Rudy befriends teaching assistant D-Bob, who helps him study in return for Rudy's helping him socially with girls.  D-Bob tests Rudy for a learning disability; the results indicate that Rudy suffers from dyslexia, which he then overcomes to become a better student. At Christmas, Rudy returns home to find that his family appreciates his college academic achievements, although his brother Frank still mocks him for his attempts to play college football. Rudy persists, and even losing his girlfriend to his older brother Johnny does not deter him.

After two years at Holy Cross and three rejections from Notre Dame, Rudy is finally admitted and attends football tryouts in the hope of making the team as a "walk-on." Assistant coach Joe Yonto warns the walk-ons that 35 scholarship players will not even make the "dress roster" of players who take the field during games. However, he notices Rudy's determination and gives him a spot on the daily practice squad. Rudy tells Fortune and persuades him to promise to see Rudy's first game.

Playing well, Rudy convinces head coach Ara Parseghian to let him suit up for one home game in his senior year, but Parseghian retires following the 1974 season. He is replaced by former NFL coach Dan Devine, who refuses to put Rudy on the game-day roster. Frustrated by not being on the dress list for the next-to-last home game, Rudy quits the team.

Fortune finds a distraught Rudy and reveals he had actually played for Notre Dame years earlier. However, Fortune quit the team because he felt his skin color kept him from playing; he has regretted this decision ever since. Reminded that he has nothing to prove to anyone but himself and will forever regret quitting, Rudy returns to the team. Each of his fellow seniors, led by team captain and All-American Roland Steele, lines up to lay his jersey on Devine's desk. Each player requests that Rudy be allowed to dress in his place for the season's final game. Devine lets Rudy suit up against Georgia Tech.

With Rudy's family and D-Bob in attendance, Steele invites Rudy to lead the team onto the field, and Fortune is there to see the game as promised. With Notre Dame leading 17–3 in the fourth quarter, Devine sends all the seniors into the game except Rudy, despite Steele's and the assistant coaches' urging. Fans are aware of Rudy's goal from a story in the student newspaper, and a "Rudy!" chant begins in the stadium. Hearing this, the Notre Dame offense, led by tailback Jamie O'Hara, overrules Devine's call for victory formation and scores a quick touchdown. This gives defensive player Rudy a chance to get in the game and be entered onto the Fighting Irish roster. Devine finally lets Rudy play on the Notre Dame kickoff to Georgia Tech. Rudy stays in for the final play, sacks the Georgia Tech quarterback, and is carried off the field on his teammates' shoulders to cheers from the stadium.

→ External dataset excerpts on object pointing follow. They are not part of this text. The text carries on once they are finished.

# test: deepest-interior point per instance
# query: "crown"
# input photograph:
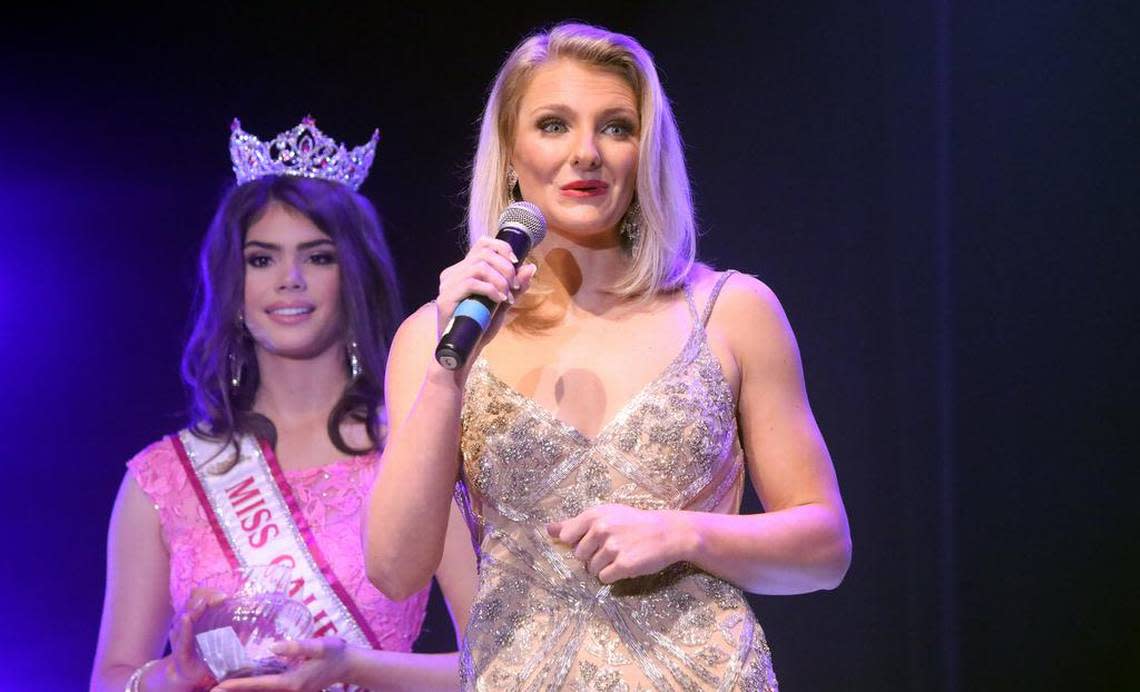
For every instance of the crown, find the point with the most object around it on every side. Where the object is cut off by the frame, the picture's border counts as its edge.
(303, 151)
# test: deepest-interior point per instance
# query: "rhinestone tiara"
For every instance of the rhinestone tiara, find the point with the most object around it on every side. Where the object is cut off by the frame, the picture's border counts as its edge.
(303, 151)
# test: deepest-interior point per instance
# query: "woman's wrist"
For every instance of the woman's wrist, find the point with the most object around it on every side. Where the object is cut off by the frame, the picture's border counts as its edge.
(687, 540)
(359, 668)
(151, 675)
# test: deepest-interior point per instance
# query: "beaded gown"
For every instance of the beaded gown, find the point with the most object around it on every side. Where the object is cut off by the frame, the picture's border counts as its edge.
(332, 499)
(540, 621)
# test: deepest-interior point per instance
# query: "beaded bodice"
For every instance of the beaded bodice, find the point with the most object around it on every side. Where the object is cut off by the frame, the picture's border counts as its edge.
(540, 620)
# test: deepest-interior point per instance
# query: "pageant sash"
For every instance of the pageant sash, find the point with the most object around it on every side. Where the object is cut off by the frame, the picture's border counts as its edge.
(258, 521)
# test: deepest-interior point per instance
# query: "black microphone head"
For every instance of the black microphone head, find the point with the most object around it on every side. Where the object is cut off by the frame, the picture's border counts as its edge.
(526, 218)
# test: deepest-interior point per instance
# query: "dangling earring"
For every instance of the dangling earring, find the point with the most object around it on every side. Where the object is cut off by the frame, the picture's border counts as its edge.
(513, 192)
(355, 369)
(235, 372)
(632, 224)
(235, 364)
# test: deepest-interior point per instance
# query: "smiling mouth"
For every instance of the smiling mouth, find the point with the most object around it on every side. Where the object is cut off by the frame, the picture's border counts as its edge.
(292, 311)
(586, 188)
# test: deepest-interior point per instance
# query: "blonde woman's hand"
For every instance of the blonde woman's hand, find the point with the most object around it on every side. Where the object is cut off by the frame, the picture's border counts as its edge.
(488, 269)
(619, 542)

An epilogue states that since 1975, no other Notre Dame player has been carried off the field as of the time of the film's release in 1993. Rudy graduated in 1976, and five of his younger brothers went on to earn college degrees.

Cast
Sean Astin as Daniel "Rudy" Ruettiger
Jon Favreau as Dennis "D-Bob" McGowan
Ned Beatty as Daniel Ruettiger, Sr.
Charles S. Dutton as Fortune
Robert Prosky as Father John Cavanaugh
Jason Miller as Coach Ara Parseghian
Lili Taylor as Sherry
Mitch Rouse as Jim
John Beasley as Assistant Coach Warren
Vince Vaughn as Jamie O'Hara (Credited as "Vincent Vaughn")
Scott Benjaminson as Frank
Chelcie Ross as Coach Dan Devine
Ron Dean as Assistant Coach Joe Yonto
Rudy Ruettiger – Cameo in a picture at the end of the movie, and in a crowd scene at the Georgia Tech game, behind Ned Beatty
Greta Lind as Mary
 Christopher Reed as Pete
Gerry Becker as Father Ted
Diana James as Pick-up Girl #1
Mindy Hester as Pick-up Girl #2

Soundtrack

The soundtrack to Rudy was composed and conducted by veteran composer Jerry Goldsmith. Goldsmith had previously worked with filmmakers Angelo Pizzo and David Anspaugh on their successful 1986 film Hoosiers, garnering the film an Oscar nomination for Best Original Score and thus making Goldsmith their first choice to compose a soundtrack for Rudy.

 "Main Title" (3:35)
 "A Start"(2:27)
 "Waiting" (2:35)
 "Back on the Field" (2:07)
 "To Notre Dame" (6:55)
 "Tryouts" (4:27)
 "The Key" (3:55)
 "Take Us Out" (1:51)
 "The Plaque" (2:36)
 "The Final Game" (6:16)

According to Soundtrack.net, "Tryouts" has been used in 12 trailers, including those for Angels in the Outfield, BASEketball, The Deep End of the Ocean, Good Will Hunting, The Little Vampire, Mafia!, Seabiscuit and Spirit: Stallion of the Cimarron.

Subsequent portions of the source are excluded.